A BSD-licensed kernel is already available
From: Mikhail Ramendik
Date: Sun Oct 10 2004 - 05:43:04 EST
Hello,
It's somewhat strange to read through debates on the supposed offer for
BSD-licensing the Linux kernel for $$$, for quite some time, with nobody
noticing that the operation would be totally redundant.
A Unix-like kernel, ported to many platforms, well written, well
supported, actively developed, and widely used, is already available
under this license. You can download it from http://www.netbsd.org .
(FreeBSD and OpenBSD are ported to a less extensive list of platforms,
thus NetBSD).
Now if it lacks some driver or feature that is necessary for the
potential purchaser, the said purchaser will spend the money in a much
wiser way by contacting the developers of the Linux driver/feature, and
asking them to port that code to BSD, under the BSD license, for $$$.
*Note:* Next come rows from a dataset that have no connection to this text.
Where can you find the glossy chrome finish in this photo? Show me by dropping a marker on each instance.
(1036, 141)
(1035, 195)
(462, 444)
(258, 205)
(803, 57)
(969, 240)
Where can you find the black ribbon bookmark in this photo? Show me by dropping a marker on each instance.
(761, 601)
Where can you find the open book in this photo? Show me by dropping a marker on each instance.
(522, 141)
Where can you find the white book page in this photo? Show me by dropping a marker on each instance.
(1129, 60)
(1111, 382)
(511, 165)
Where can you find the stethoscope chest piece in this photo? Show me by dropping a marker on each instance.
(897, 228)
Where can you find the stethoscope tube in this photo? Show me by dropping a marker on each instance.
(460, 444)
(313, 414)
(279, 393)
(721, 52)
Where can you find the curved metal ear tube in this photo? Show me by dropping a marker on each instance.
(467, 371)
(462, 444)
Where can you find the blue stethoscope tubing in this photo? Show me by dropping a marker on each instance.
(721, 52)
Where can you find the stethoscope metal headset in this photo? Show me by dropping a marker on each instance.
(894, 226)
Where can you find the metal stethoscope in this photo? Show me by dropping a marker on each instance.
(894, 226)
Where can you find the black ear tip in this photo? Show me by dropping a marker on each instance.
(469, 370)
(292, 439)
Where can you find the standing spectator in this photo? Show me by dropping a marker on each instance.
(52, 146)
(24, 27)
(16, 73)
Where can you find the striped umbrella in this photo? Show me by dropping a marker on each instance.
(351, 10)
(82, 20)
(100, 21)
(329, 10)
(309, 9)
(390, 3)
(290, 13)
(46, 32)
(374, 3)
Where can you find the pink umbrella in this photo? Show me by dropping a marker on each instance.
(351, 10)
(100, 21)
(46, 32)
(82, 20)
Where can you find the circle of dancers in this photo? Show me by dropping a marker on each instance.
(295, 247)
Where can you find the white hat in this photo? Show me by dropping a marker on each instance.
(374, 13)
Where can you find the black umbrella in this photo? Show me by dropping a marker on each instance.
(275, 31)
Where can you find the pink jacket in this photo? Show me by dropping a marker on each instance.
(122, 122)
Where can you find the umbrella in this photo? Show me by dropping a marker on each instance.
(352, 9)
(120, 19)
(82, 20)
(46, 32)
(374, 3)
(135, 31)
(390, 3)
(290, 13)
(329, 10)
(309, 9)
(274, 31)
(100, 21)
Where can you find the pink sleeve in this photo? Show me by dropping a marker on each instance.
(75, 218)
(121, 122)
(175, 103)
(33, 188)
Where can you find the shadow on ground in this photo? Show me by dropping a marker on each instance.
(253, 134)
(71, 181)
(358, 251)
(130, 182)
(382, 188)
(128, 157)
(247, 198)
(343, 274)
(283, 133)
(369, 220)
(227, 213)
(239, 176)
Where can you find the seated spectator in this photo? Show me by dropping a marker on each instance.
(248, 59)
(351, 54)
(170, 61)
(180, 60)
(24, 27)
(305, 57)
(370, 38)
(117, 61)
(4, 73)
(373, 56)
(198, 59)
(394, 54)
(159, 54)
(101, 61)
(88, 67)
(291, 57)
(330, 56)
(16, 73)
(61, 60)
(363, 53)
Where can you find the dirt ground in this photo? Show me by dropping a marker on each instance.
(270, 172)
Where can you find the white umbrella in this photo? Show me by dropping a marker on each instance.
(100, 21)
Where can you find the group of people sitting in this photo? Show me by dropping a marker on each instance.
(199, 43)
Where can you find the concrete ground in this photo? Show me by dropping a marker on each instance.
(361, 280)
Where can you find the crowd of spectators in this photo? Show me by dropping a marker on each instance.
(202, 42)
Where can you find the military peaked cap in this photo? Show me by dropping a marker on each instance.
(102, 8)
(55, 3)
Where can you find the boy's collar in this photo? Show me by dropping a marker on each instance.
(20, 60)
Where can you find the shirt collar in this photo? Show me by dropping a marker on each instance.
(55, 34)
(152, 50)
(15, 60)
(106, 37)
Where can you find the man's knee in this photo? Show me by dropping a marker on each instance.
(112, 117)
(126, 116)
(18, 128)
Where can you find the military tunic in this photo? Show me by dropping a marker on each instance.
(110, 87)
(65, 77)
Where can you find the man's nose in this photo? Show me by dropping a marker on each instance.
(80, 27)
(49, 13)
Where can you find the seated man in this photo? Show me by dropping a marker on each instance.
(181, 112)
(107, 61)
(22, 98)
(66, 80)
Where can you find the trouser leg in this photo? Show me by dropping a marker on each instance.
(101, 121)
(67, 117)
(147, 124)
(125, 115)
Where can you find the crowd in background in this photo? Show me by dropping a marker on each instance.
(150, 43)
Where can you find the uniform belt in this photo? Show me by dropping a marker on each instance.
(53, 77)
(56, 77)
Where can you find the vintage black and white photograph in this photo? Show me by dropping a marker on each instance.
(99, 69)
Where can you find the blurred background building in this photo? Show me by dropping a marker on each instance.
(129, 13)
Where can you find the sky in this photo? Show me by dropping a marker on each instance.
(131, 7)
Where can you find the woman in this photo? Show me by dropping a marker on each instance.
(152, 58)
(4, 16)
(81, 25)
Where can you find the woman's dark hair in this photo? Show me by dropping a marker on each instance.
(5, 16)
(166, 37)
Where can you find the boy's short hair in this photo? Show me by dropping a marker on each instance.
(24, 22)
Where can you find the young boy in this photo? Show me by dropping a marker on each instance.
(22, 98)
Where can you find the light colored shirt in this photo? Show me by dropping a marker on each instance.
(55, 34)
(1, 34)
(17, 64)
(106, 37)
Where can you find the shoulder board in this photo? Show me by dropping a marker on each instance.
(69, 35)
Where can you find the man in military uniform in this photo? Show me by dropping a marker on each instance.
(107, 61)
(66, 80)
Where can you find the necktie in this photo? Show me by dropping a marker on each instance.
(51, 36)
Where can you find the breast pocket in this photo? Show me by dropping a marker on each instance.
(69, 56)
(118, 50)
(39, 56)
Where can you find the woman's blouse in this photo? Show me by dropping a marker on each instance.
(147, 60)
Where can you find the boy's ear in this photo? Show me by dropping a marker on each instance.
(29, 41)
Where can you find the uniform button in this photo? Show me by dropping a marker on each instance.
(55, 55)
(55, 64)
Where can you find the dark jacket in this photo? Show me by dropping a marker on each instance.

A side effect would be *huge* popularity of the project in the BSD
community. They've been losing out "the masses" to Linux due to the
latter's commercial success; and they believe (go ask them!) that the
BSD general design is actually better than the Linux one. Big commercial
support for BSD might be seen as a long-awaited revolution, at least by
them.
This is especially interesting doe to the remark that "some other
enterprising individual will replicate similiar code". There's your
similar code under the BSD license. *All*, 100%, of a big, nice, usable
kernel!
Yours, Mikhail Ramendik
REALLY curious why BSD has not popped up in the discussion before...
P.S. I am neutral on the technical merits of BSD vs. Linux; I use Linux,
but the sole reason is better distro support.